COLUMBIA — A woman who admitted stealing hundreds of thousands of dollars from a South Carolina tourism group should spend less time in prison because of her help in drug cases, prosecutors said in court papers filed Friday.
Instead of 2½ years, Rachel Duncan should spend about 2 years in federal prison because she has given authorities tips that led to more than a half-dozen drug-related arrests in Richland and Lexington counties, Assistant U.S. Attorney Winston Holliday wrote.
Last month, Duncan, 42, was sentenced after admitting she embezzled nearly $400,000 from the South Carolina Hospitality Association. The group’s former director said in a suicide note that the crime drove him to take his own life.
Two weeks later, prosecutors said, Duncan called Richland County authorities to report that methamphetamine was being cooked in an area hotel.
Also in August, Duncan and her husband called authorities to report that methamphetamine was being distributed in Lexington County, prosecutors said. Two people were arrested in that case, prosecutors said.
Duncan has been free until she reports to prison later this year, and her attorney didn’t immediately return a message Friday.
Duncan was the accounting director for the association, which lobbies on behalf of South Carolina’s multibillion dollar tourism industry.
She pleaded guilty to tax evasion and wire fraud charges and was initially charged with stealing nearly $500,000 – but prosecutors said they could prove she had taken only just over $367,000, which she has been ordered to repay.
Duncan said she stole the money to support a decadeslong addiction to gambling. In addition to the drug cases, prosecutors have said that Duncan has also been helping them in an investigation into video gambling.

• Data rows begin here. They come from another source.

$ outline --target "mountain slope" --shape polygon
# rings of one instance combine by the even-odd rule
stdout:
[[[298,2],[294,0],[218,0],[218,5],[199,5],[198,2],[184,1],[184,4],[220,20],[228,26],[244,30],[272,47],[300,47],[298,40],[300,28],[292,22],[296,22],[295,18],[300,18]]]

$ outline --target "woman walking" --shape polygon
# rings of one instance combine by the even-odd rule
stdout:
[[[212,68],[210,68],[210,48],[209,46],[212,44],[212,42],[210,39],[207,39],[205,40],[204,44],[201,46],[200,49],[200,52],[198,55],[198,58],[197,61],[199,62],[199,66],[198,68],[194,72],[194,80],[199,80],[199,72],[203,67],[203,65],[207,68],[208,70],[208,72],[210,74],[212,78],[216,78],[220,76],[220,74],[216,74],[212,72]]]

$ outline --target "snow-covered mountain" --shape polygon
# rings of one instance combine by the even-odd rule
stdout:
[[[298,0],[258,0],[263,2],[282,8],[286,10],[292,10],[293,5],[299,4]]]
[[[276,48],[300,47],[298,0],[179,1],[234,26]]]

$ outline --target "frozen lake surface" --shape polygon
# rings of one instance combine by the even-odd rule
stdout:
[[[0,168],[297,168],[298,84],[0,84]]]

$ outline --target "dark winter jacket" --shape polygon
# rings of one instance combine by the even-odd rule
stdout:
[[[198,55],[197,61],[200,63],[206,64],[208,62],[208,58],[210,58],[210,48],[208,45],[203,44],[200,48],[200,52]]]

It was when executive director Tom Sponseller went missing earlier this year that a probe by federal authorities into the group’s finances came to light, revealing that an audit had shown $480,000 missing from the association’s coffers.
Authorities drew no link between Sponseller and the missing money. But 10 days after his February disappearance, Sponseller’s body was found in a locked room in the parking garage of his office building. Authorities determined that he had shot himself after investigators found a gun beside his body and the weapon’s packaging inside his locked office desk.
Authorities also discovered a three-page note, in which Sponseller described Duncan’s confession to stealing the money and how despondent he was over her betrayal and misdeeds, as they happened on his watch. Both prosecutors and U.S. District Judge Joseph F. Anderson Jr. made it clear that they drew no direct link between Duncan’s actions and Sponseller’s death.